Title: | Generative Adversarial Nets (GAN) in R |
Version: | 0.1.1 |
Description: | An easy way to get started with Generative Adversarial Nets (GAN) in R. The GAN algorithm was initially described by Goodfellow et al. 2014 https://proceedings.neurips.cc/paper/2014/file/5ca3e9b122f61f8f06494c97b1afccf3-Paper.pdf. A GAN can be used to learn the joint distribution of complex data by comparison. A GAN consists of two neural networks a Generator and a Discriminator, where the two neural networks play an adversarial minimax game. Built-in GAN models make the training of GANs in R possible in one line and make it easy to experiment with different design choices (e.g. different network architectures, value functions, optimizers). The built-in GAN models work with tabular data (e.g. to produce synthetic data) and image data.
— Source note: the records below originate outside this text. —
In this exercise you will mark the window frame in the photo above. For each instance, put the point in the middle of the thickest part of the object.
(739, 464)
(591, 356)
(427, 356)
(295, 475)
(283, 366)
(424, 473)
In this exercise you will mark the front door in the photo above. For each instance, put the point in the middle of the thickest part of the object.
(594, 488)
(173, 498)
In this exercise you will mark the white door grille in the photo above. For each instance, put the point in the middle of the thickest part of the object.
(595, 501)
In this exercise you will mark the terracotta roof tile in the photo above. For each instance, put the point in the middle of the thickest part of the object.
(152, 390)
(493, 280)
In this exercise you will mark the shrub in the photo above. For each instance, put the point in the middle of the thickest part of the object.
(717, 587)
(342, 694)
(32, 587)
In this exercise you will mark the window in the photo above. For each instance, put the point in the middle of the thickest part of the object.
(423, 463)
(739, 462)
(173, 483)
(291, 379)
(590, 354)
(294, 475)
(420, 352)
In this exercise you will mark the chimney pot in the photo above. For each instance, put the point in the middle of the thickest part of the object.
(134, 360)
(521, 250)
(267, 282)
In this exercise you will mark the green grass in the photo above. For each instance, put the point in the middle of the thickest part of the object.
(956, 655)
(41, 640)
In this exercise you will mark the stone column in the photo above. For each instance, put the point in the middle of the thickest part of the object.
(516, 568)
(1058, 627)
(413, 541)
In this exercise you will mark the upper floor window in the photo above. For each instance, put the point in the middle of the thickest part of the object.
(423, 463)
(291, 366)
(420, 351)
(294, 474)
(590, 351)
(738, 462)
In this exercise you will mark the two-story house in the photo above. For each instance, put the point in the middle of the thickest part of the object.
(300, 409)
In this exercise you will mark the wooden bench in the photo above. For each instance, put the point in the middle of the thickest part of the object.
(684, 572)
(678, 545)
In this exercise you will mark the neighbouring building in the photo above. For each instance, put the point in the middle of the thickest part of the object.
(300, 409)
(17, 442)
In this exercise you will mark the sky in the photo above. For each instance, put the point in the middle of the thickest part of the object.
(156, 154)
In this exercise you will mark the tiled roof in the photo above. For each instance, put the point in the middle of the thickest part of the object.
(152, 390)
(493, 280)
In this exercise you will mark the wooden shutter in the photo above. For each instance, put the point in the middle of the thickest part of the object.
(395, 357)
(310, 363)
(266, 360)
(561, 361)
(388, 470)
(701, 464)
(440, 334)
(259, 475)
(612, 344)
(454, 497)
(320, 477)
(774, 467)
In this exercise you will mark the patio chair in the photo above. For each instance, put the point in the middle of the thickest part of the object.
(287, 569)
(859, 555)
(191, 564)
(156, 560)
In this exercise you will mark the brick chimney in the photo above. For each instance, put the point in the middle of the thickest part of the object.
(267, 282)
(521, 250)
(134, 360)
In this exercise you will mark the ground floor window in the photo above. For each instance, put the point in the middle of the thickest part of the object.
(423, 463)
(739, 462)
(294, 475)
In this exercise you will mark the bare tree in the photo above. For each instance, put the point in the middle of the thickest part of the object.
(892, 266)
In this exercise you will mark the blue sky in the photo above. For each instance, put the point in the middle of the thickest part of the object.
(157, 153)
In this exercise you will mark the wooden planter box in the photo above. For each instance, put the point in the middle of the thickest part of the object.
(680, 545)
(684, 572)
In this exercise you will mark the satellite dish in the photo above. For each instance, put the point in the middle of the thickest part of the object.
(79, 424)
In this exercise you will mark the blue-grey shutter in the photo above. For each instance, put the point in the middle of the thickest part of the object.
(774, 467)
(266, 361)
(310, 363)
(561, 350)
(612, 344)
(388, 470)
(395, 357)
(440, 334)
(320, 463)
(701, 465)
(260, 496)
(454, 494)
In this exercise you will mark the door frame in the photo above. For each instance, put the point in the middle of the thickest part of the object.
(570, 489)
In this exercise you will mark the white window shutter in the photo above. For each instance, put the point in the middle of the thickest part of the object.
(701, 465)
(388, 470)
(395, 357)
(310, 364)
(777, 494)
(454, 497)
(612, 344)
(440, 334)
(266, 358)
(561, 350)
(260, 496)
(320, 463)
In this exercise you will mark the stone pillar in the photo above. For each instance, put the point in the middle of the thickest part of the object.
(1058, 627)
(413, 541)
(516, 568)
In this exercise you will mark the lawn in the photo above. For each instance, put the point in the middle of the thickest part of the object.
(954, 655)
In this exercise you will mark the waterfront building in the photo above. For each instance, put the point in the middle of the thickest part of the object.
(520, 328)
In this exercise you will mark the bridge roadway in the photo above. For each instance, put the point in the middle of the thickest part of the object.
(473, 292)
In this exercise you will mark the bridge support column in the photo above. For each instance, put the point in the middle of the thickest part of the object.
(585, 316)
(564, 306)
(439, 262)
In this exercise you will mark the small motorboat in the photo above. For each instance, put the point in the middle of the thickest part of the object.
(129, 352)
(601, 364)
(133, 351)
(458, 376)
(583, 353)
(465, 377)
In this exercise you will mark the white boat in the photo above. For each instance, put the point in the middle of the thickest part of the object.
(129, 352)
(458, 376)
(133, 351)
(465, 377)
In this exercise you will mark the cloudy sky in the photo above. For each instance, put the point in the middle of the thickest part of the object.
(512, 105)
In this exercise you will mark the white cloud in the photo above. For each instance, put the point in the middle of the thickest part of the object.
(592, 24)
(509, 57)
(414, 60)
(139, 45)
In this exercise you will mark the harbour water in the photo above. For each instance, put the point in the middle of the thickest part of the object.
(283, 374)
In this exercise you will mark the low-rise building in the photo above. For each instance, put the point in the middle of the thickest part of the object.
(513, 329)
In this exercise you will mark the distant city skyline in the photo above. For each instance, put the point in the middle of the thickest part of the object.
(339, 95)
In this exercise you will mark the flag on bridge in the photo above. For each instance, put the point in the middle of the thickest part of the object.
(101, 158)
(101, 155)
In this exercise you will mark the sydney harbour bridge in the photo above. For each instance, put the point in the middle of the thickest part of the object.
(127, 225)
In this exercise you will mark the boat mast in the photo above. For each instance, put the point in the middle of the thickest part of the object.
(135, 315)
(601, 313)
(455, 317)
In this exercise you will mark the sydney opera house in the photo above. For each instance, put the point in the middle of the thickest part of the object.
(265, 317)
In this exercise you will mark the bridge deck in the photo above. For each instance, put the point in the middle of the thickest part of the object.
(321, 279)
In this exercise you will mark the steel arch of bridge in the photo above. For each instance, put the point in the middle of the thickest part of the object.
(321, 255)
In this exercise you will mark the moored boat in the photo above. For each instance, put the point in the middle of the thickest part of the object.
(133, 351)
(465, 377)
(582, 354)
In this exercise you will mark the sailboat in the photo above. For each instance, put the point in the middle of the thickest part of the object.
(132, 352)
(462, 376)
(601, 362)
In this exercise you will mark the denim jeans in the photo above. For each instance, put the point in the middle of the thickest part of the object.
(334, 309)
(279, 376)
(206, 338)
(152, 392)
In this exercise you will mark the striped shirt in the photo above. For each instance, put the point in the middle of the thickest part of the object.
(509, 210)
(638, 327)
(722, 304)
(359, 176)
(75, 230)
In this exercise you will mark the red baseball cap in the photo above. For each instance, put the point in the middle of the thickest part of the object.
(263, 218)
Methods to post-process the output of GAN models to enhance the quality of samples are available. |
License: | MIT + file LICENSE |
URL: | https://github.com/mneunhoe/RGAN |
BugReports: | https://github.com/mneunhoe/RGAN/issues |
Encoding: | UTF-8 |
RoxygenNote: | 7.1.2 |
Imports: | cli, torch, viridis |
NeedsCompilation: | no |
Packaged: | 2022-03-28 21:25:13 UTC; marcelneunhoeffer |
Author: | Marcel Neunhoeffer
|
Maintainer: | Marcel Neunhoeffer <marcel.neunhoeffer@gmail.com> |
Repository: | CRAN |
Date/Publication: | 2022-03-29 18:30:06 UTC |
DCGAN Discriminator
Description
Provides a torch::nn_module with a simple deep convolutional neural net architecture, for use as the default architecture for image data in RGAN. Architecture inspired by: https://pytorch.org/tutorials/beginner/dcgan_faces_tutorial.html
Usage
DCGAN_Discriminator(
number_channels = 3,
ndf = 64,
dropout_rate = 0.5,
sigmoid = FALSE
)
Arguments
number_channels |
The number of channels in the image (RGB is 3 channels) |
ndf |
The number of feature maps in discriminator |
dropout_rate |
The dropout rate for each hidden layer |
sigmoid |
Switch between a sigmoid and linear output layer (the sigmoid is needed for the original GAN value function) |
Value
A torch::nn_module for the DCGAN Discriminator
DCGAN Generator
Description
Provides a torch::nn_module with a simple deep convolutional neural net architecture, for use as the default architecture for image data in RGAN. Architecture inspired by: https://pytorch.org/tutorials/beginner/dcgan_faces_tutorial.html
Usage
DCGAN_Generator(
noise_dim = 100,
number_channels = 3,
ngf = 64,
dropout_rate = 0.5
)
Arguments
noise_dim |
The length of the noise vector per example |
number_channels |
The number of channels in the image (RGB is 3 channels) |
ngf |
The number of feature maps in generator |
dropout_rate |
The dropout rate for each hidden layer |
Value
A torch::nn_module for the DCGAN Generator
Discriminator
Description
Provides a torch::nn_module with a simple fully connected neural net, for use as the default architecture for tabular data in RGAN.
Usage
Discriminator(
data_dim,
hidden_units = list(128, 128),
dropout_rate = 0.5,
sigmoid = FALSE
)
Arguments
data_dim |
The number of columns in the data set |
A list of the number of neurons per layer, the length of the list determines the number of hidden layers | |
dropout_rate |
The dropout rate for each hidden layer |
sigmoid |
Switch between a sigmoid and linear output layer (the sigmoid is needed for the original GAN value function) |
Value
A torch::nn_module for the Discriminator
GAN_update_plot
Description
Provides a function to send the output of a DataTransformer to a torch tensor, so that it can be accessed during GAN training.
Usage
GAN_update_plot(data, dimensions = c(1, 2), synth_data, epoch, main = NULL)
Arguments
data |
Real data to be plotted |
dimensions |
Which columns of the data should be plotted |
synth_data |
The synthetic data to be plotted |
epoch |
The epoch during training for the plot title |
main |
An optional plot title |
Value
A function
Examples
## Not run:
# Before running the first time the torch backend needs to be installed
torch::install_torch()
# Load data
data <- sample_toydata()
# Build new transformer
transformer <- data_transformer$new()
# Fit transformer to data
transformer$fit(data)
# Transform data and store as new object
transformed_data <- transformer$transform(data)
# Train the default GAN
trained_gan <- gan_trainer(transformed_data)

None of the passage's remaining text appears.